Key Takeaways
The job market is expected to slow significantly in the second half of the year, according to forecasters.
The unemployment rate will rise and the economy will add fewer jobs every month, as tariffs and reduced immigration both take a toll.
Lower immigration could keep the unemployment rate from rising too much, since there will be fewer workers to take the available jobs.

The labor market is expected to slow down significantly in the second half of the year as President Donald Trump’s trade wars and immigration crackdown disrupt hiring. 

That’s according to several mid-year forecasts by economists. They see job growth slowing as tariffs and the uncertainty surrounding them drag down business expansions. They also predict the unemployment rate will rise as reduced immigration makes workers harder to come by.

Jobs Outlook Dims

Although the job market has stayed resilient so far this year amid the administration’s policy upheavals, economists predict cracks could start to show in the latter half of 2025. While most forecasters say a recession is unlikely, their outlooks are clouded by unusually high levels of uncertainty.

While most economists expect job growth to slow this year, they don’t necessarily agree on the extent.

For instance, in a survey conducted by the Federal Reserve Bank of Philadelphia in May, forecasters expected the unemployment rate to tick up to 4.5% by the last quarter of the year. That would break the unemployment rate’s six-month streak of hovering between 4% and 4.2%, a low level by historical standards.

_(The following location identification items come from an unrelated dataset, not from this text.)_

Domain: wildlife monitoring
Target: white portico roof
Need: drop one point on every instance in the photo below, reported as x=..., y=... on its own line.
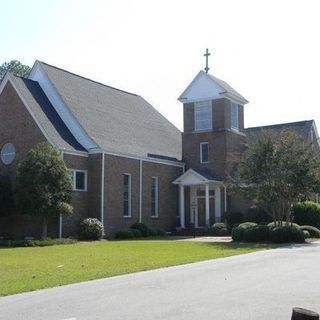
x=193, y=177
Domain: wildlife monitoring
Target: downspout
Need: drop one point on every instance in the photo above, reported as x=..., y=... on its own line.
x=140, y=191
x=102, y=190
x=60, y=215
x=225, y=199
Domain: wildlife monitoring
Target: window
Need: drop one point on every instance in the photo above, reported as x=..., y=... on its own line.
x=234, y=116
x=204, y=152
x=154, y=197
x=79, y=179
x=8, y=153
x=203, y=115
x=127, y=195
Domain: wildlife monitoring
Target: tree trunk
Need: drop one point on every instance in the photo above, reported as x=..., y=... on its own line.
x=44, y=228
x=304, y=314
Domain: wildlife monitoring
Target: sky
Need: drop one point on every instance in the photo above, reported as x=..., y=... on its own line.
x=269, y=51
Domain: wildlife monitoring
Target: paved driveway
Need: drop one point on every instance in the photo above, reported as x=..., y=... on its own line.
x=263, y=285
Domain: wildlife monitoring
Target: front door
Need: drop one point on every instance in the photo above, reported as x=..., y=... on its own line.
x=202, y=211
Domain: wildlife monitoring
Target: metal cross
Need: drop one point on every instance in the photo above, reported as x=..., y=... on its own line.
x=207, y=54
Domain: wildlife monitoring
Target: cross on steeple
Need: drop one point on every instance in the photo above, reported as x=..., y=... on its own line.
x=207, y=54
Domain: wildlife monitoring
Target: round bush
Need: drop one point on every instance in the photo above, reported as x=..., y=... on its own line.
x=143, y=228
x=125, y=234
x=237, y=234
x=136, y=233
x=286, y=235
x=307, y=213
x=284, y=224
x=306, y=234
x=314, y=232
x=256, y=234
x=219, y=229
x=152, y=232
x=91, y=229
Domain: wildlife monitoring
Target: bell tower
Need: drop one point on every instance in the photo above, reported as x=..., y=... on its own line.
x=213, y=117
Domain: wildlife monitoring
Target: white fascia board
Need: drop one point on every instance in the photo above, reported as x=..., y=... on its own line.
x=146, y=159
x=216, y=88
x=7, y=79
x=38, y=74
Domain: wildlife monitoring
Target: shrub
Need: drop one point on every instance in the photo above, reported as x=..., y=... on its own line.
x=256, y=233
x=307, y=213
x=219, y=229
x=234, y=218
x=152, y=232
x=306, y=234
x=91, y=229
x=314, y=232
x=237, y=234
x=286, y=234
x=136, y=233
x=125, y=234
x=142, y=227
x=284, y=224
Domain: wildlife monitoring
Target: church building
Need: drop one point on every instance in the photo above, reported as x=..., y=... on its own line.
x=127, y=162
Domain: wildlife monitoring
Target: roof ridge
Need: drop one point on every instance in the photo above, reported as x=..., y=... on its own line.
x=281, y=124
x=97, y=82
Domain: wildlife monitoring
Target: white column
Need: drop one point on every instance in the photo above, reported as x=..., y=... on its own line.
x=181, y=207
x=217, y=203
x=207, y=206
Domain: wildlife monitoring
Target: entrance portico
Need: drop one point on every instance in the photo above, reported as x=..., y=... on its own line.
x=205, y=198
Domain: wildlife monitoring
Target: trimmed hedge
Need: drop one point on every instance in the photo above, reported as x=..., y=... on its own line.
x=256, y=234
x=219, y=229
x=307, y=213
x=91, y=229
x=314, y=232
x=284, y=224
x=286, y=235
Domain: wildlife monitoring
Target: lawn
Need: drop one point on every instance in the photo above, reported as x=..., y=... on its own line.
x=27, y=269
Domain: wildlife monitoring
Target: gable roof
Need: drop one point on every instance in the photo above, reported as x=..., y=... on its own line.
x=116, y=120
x=48, y=119
x=301, y=127
x=196, y=177
x=207, y=86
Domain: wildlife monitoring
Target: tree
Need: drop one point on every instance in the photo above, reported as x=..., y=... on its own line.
x=16, y=67
x=276, y=171
x=43, y=186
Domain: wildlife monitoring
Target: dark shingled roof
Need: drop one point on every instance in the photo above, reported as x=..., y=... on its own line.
x=46, y=115
x=301, y=127
x=116, y=120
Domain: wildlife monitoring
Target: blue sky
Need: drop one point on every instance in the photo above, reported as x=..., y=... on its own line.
x=267, y=50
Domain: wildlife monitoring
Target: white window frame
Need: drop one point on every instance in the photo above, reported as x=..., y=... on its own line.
x=156, y=215
x=129, y=196
x=74, y=179
x=197, y=106
x=201, y=144
x=234, y=107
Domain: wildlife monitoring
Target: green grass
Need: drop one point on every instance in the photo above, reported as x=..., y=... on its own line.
x=27, y=269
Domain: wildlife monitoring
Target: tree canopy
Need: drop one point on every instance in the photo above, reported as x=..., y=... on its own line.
x=16, y=67
x=43, y=185
x=277, y=170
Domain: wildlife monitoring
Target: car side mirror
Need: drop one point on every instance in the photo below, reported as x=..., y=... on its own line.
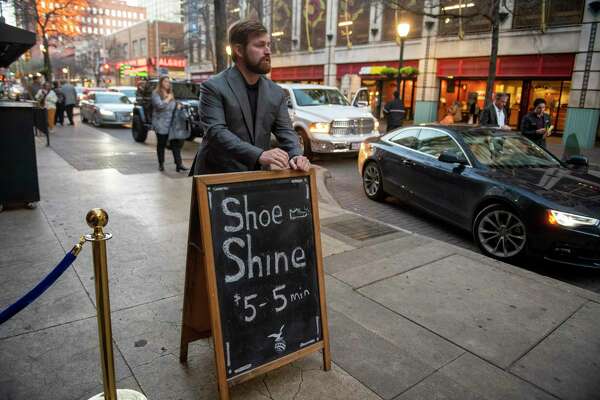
x=578, y=162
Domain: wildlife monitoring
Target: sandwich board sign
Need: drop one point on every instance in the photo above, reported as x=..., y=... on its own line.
x=254, y=274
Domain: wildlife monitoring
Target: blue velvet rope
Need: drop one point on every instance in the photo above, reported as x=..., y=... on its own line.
x=37, y=291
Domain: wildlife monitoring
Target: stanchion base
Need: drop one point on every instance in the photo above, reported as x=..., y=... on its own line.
x=123, y=394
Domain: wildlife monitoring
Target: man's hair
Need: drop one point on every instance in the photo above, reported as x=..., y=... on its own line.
x=500, y=95
x=242, y=31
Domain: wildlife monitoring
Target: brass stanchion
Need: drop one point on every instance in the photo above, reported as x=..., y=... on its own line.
x=97, y=219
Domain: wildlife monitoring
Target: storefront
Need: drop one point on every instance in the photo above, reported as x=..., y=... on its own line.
x=312, y=74
x=381, y=87
x=522, y=78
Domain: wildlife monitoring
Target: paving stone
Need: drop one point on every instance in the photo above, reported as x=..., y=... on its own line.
x=371, y=359
x=489, y=312
x=567, y=363
x=469, y=378
x=62, y=362
x=408, y=337
x=365, y=274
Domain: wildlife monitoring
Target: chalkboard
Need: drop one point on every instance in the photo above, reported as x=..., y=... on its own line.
x=260, y=251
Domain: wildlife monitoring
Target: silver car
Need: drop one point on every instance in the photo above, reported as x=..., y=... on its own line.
x=106, y=108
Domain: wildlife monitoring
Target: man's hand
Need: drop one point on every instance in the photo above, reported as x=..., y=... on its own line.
x=276, y=157
x=300, y=163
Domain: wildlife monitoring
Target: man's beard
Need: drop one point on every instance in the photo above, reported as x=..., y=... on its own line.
x=261, y=67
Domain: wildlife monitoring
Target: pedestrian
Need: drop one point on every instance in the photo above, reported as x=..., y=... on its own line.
x=240, y=108
x=163, y=110
x=535, y=125
x=70, y=99
x=457, y=117
x=47, y=99
x=59, y=118
x=495, y=115
x=394, y=110
x=449, y=118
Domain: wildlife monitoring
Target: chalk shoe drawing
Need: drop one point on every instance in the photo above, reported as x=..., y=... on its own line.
x=297, y=213
x=280, y=344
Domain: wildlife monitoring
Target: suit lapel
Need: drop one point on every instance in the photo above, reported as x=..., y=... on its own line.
x=238, y=86
x=261, y=103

Other forecasters predict Trump’s import taxes will have a more severe impact on jobs. Pantheon Macroeconomics, for example, expects the unemployment rate to rise to 4.8% by the end of the year. Pantheon forecasts that the economy will add an average of just 75,000 jobs a month, which would be relatively weak by historical standards. The economy added 139,000 jobs in May, by comparison.

How Bad It Will Get

Some economists anticipate a more worrisome development: That the economy will stop adding jobs every month, breaking its four-and-a-half-year-old streak of growth.

“With labor supply running below 100,000 per month, it wouldn’t take much cyclical softening to get an occasional negative print on monthly job growth,” economists at J.P. Morgan, led by Hussein Malik, head of global research, wrote in a commentary. “While we no longer project outright contraction in employment on a quarterly basis, don’t be surprised if we see a minus sign on a monthly reading of payrolls.”

Diane Swonk, chief economist at KPMG, was among those who see risks of a significant downturn that could lead to serious unemployment.

“The risk of a recession is still too high for comfort,” she wrote in a commentary. “The labor market is starting to look fragile; once employment slips into the red, it tends to do so rapidly and stay there.”

However, according to Comerica Bank chief economist Bill Adams, the reduction in immigration could help soften the blow and prevent the unemployment rate from rising too sharply.

“Tighter immigration means fewer new jobs will be needed to keep up with entrants to the labor force,” Adams wrote in a note.

He added that while the job market in the second half looks shaky based on recent data, it could turn out better than feared.

Correction, July 8, 2025: A previous version of this article misstated the time frame in which unemployment was set to reach 4.5%. It is by the last quarter of the year.